Factor model for high dimensional matrix valued time series, with possible extension to tensor time series
报告人： Rong Chen, Rutgers University
时间：2017-09-21 15:10 ~ 16:10
n finance, economics and many other field, observations in a matrix form and tensor form are often observed over time. For example, many economic indicators are obtained in different countries over time. Various financial characteristics of many companies over time. Although it is natural to turn the matrix observations into a long vector then use standard vector time series models or factor analysis, it is often the case that the columns and rows of a matrix represent different sets of information that are closely interplayed. We propose a novel factor model that maintains and utilizes the matrix structure to achieve greater dimensional reduction as well as easier interpretable factor structure. Estimation procedure and its theoretical properties and model validation procedures are investigated and demonstrated with simulated and real examples.

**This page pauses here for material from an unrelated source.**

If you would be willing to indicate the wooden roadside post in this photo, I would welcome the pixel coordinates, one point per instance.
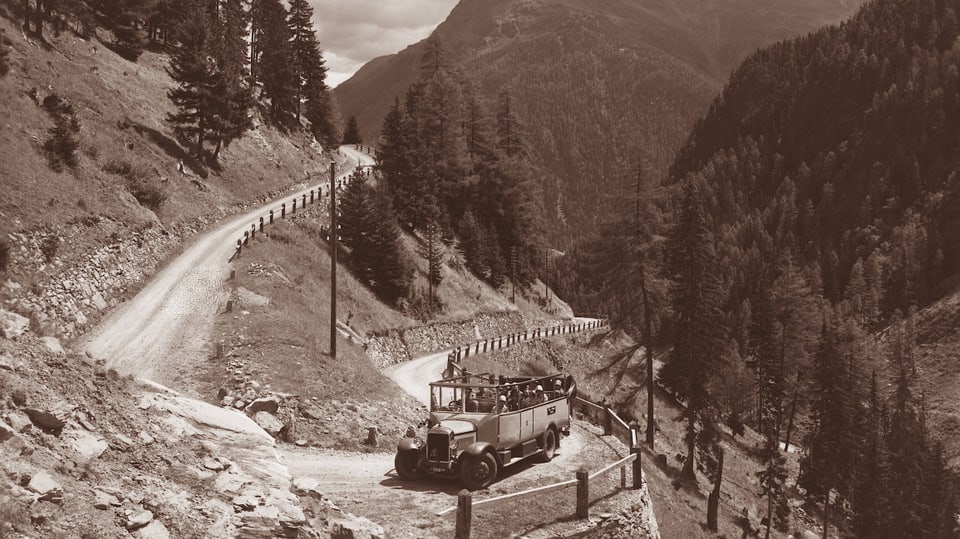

Extension to tensor time series will be discussed.
About the Speaker:
Rong Chen is Distinguished Professor at Department of Statistics and Biostatistics, Rutgers University. He also serves as Director of Master in Financial Statistics and Risk Management Program and Director of Master in Data Science (MSDS) Statistics Track at Rutgers University. His research areas include Nonlinear and Multivariate Time Series Analysis, Monte Carlo Methods, Statistical Computing and Bayesian Analysis, Statistical Applications in Science, Engineering and Business. He is elected member of International Statistical Institute, and elected fellow of Institute of Mathematical Statistics and American Statistical Association. He has also served as Program Director of Division of Mathematical Sciences, USA National Science Foundation, and Chair of Department of Business Statistics and Econometrics, Peking University.